Abundance and distribution of riparian predators are strongly affected by trophic subsidies from aquatic ecosystems (prey availability) and habitat structure within the riparian zone. As suggested by the river continuum concept (RCC), biological communities change as river size increases from small headwater streams to large rivers due to differences in river size and food resources. During the summer of 2014, we investigated how changes in aquatic communities affected riparian predators, specifically orb-weaving spiders, preying on emerging aquatic insects along river size gradients. We deployed standardized wooden tree structures to control for varying habitats in order to focus solely on the influence of trophic subsidies.
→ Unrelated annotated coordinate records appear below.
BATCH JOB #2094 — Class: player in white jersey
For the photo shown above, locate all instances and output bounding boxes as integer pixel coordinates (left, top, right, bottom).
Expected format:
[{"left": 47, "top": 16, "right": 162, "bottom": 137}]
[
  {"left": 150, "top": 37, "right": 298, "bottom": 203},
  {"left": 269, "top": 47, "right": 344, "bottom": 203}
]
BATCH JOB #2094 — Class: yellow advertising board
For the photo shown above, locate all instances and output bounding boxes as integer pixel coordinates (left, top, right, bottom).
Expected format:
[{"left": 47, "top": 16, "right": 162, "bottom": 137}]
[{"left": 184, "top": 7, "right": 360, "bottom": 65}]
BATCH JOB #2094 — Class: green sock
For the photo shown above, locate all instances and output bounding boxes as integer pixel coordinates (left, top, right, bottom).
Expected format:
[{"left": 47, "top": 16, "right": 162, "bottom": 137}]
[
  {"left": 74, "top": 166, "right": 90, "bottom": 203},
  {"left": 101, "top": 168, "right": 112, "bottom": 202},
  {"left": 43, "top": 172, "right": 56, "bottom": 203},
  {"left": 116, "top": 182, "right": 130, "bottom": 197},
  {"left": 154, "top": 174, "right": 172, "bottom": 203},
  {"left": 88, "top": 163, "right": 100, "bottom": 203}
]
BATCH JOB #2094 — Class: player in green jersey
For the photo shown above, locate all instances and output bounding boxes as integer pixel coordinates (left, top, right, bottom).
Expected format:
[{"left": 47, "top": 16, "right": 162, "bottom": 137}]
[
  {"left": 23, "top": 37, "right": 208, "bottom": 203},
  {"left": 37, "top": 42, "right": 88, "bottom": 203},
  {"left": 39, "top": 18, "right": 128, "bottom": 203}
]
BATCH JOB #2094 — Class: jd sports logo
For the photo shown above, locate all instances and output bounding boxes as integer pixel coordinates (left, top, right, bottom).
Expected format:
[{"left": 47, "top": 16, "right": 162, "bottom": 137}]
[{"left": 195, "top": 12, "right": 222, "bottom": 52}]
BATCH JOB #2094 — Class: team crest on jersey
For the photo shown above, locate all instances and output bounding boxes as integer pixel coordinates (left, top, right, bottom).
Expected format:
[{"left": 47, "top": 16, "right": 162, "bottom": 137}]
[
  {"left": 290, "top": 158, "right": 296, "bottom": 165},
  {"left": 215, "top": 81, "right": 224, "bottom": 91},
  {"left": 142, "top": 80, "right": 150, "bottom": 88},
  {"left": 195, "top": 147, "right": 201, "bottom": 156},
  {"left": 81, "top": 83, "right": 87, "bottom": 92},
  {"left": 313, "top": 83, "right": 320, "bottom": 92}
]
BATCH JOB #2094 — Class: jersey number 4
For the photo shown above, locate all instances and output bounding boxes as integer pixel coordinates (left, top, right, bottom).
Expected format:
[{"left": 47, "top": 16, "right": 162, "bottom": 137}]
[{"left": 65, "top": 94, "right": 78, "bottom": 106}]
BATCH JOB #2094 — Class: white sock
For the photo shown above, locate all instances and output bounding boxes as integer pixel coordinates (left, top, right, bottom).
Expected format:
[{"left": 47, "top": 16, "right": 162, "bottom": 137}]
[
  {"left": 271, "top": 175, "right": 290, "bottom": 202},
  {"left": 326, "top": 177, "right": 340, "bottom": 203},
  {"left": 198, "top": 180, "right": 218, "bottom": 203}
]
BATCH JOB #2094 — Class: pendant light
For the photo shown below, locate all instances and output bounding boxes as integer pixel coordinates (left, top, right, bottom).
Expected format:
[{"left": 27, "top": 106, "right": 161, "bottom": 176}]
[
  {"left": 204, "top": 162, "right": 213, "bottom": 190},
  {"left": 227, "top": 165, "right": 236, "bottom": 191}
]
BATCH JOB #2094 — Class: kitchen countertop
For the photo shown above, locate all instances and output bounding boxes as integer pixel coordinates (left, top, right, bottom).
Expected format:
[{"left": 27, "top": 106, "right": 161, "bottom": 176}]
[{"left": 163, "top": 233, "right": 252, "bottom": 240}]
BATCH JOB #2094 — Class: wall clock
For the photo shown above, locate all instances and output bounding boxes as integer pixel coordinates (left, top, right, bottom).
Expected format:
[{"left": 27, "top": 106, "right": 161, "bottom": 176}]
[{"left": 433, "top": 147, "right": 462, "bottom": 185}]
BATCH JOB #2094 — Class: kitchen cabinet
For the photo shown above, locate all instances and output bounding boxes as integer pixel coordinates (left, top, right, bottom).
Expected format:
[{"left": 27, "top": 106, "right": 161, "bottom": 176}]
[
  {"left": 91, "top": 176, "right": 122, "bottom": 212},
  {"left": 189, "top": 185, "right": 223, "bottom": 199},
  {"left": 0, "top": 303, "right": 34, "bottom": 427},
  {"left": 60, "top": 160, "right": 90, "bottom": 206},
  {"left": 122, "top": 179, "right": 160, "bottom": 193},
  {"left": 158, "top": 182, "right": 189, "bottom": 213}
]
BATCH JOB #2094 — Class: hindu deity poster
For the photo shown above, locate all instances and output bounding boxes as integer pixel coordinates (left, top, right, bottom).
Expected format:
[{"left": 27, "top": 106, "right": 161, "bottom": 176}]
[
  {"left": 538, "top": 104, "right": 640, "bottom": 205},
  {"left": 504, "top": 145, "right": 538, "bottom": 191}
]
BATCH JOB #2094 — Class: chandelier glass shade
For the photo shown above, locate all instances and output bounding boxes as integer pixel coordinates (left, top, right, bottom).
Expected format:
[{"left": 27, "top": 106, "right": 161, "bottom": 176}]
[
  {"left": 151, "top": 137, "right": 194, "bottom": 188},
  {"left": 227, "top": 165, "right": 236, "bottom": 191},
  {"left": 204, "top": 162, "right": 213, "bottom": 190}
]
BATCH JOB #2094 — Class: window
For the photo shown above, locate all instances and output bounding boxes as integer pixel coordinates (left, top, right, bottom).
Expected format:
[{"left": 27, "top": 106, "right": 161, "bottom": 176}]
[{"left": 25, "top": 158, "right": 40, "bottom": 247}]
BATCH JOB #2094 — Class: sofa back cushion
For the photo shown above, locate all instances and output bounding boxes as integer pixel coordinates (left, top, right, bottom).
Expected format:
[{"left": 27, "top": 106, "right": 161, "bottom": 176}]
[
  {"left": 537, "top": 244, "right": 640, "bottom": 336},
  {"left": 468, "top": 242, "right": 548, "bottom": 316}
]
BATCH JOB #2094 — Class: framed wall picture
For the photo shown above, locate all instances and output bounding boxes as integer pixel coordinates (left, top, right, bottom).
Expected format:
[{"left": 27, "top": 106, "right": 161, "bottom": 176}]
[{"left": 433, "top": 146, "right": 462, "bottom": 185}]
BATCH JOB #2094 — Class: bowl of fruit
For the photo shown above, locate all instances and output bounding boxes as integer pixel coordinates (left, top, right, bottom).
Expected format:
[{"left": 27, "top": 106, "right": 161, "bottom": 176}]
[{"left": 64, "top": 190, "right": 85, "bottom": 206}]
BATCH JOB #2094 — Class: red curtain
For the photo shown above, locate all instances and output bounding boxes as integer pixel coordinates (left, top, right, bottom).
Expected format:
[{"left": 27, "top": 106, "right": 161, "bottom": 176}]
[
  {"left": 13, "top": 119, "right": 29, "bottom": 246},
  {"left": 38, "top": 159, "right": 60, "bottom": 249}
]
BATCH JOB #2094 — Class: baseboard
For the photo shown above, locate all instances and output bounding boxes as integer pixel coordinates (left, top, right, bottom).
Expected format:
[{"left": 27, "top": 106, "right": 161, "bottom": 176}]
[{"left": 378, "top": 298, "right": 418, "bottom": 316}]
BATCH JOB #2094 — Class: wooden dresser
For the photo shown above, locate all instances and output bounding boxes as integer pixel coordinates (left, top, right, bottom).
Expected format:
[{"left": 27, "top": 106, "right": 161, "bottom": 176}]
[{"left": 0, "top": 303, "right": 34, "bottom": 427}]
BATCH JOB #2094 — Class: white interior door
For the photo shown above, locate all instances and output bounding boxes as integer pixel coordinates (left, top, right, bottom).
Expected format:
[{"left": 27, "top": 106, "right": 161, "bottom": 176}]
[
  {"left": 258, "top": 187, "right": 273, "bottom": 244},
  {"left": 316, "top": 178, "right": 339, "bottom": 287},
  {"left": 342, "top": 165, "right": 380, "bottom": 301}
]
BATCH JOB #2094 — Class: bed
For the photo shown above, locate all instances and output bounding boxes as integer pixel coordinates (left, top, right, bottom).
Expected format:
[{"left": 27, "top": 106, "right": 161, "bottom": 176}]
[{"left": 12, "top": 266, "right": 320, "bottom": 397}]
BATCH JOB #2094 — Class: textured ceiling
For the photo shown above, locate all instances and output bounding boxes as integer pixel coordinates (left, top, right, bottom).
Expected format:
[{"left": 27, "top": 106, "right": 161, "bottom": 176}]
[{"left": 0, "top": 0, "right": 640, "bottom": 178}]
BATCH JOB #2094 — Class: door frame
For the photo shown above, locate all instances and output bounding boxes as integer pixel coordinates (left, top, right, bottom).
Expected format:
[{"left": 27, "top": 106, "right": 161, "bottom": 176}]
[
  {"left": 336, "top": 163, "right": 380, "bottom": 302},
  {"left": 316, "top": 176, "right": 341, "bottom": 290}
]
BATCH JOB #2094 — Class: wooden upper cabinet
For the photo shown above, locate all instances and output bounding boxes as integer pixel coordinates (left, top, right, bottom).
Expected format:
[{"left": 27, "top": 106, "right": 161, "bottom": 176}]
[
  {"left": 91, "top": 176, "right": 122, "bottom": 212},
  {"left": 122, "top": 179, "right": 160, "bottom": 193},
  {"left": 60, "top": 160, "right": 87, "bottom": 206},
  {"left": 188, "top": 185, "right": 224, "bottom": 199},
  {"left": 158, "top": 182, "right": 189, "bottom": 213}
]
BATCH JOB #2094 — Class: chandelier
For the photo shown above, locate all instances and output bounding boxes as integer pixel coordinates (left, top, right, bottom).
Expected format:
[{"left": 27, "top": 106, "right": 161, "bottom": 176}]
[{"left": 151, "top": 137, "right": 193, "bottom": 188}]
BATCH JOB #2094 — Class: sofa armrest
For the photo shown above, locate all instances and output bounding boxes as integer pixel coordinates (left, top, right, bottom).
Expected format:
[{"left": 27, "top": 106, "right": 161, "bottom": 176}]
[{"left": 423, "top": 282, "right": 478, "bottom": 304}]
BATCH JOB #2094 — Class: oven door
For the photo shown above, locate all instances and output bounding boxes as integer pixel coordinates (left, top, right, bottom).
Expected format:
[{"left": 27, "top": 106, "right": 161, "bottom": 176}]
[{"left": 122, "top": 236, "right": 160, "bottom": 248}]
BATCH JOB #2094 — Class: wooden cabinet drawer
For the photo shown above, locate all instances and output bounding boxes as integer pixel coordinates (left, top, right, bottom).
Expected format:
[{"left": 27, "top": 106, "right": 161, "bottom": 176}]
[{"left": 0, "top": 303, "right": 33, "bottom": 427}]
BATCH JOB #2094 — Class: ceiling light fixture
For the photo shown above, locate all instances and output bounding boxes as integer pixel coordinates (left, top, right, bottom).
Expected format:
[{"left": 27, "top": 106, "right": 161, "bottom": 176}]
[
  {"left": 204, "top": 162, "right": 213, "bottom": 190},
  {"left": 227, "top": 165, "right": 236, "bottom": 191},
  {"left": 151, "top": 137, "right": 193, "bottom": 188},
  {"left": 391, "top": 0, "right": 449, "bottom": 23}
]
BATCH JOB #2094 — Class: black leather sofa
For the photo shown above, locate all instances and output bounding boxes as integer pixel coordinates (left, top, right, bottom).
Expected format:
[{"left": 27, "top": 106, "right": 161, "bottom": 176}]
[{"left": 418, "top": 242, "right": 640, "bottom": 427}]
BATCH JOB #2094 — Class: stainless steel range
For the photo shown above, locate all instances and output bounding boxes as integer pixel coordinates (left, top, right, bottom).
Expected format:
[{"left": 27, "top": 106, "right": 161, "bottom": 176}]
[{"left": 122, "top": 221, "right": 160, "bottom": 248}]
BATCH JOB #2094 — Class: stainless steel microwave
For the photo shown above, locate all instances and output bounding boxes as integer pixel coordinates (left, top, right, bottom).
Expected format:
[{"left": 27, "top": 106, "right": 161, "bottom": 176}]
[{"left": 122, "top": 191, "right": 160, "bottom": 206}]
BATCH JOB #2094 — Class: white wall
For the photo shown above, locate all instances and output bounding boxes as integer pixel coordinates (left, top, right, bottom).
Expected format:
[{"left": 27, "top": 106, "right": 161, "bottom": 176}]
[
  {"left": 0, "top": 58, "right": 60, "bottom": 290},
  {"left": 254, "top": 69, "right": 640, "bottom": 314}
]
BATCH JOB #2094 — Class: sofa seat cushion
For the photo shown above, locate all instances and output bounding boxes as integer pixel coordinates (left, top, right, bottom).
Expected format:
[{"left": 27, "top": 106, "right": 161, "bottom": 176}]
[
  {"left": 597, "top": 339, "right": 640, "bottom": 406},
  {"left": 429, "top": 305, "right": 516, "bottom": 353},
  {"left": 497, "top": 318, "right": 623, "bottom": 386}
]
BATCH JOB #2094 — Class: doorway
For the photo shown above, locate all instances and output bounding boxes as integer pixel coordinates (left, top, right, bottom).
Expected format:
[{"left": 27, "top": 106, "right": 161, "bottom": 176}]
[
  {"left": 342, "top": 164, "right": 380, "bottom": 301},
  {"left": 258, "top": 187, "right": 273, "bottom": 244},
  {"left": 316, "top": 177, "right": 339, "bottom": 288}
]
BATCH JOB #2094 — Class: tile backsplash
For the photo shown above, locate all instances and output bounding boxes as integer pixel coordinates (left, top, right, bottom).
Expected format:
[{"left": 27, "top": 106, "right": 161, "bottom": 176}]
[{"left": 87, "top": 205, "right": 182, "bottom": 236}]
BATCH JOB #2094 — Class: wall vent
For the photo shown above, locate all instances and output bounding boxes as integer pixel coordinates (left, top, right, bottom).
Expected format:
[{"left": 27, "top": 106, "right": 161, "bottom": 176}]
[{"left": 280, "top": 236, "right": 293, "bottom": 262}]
These structures (catering to both horizontal and vertical orb-weaving spiders) were placed along riparian zones of 1st, 3rd, 5th, and 7th order sites of three local rivers (the North and West Branches of the Susquehanna River and the Juniata River). We hypothesized that if trophic subsidies are more influential than habitat structure, then riparian predator communities on standardized habitats will be similar to natural habitats but will vary along stream size gradients. Conversely, if physical habitat structure has more influence, then riparian predator communities will be similar on standardized habitats regardless of stream size but different from surveys of predators in natural riparian zones. Additionally, we hypothesized that, as stream order increases, spider abundance, biomass, and diversity will increase due to higher aquatic insect availability. Preliminary data show that tree structures attracted fewer and smaller spiders than adjacent riparian plots, which could be caused by limited exposure time for colonization or colonization by younger spiders avoiding competition with larger spiders for prime web sites. As a result, our results are inconclusive at this point regarding the relative importance of habitat structure to riparian spider communities.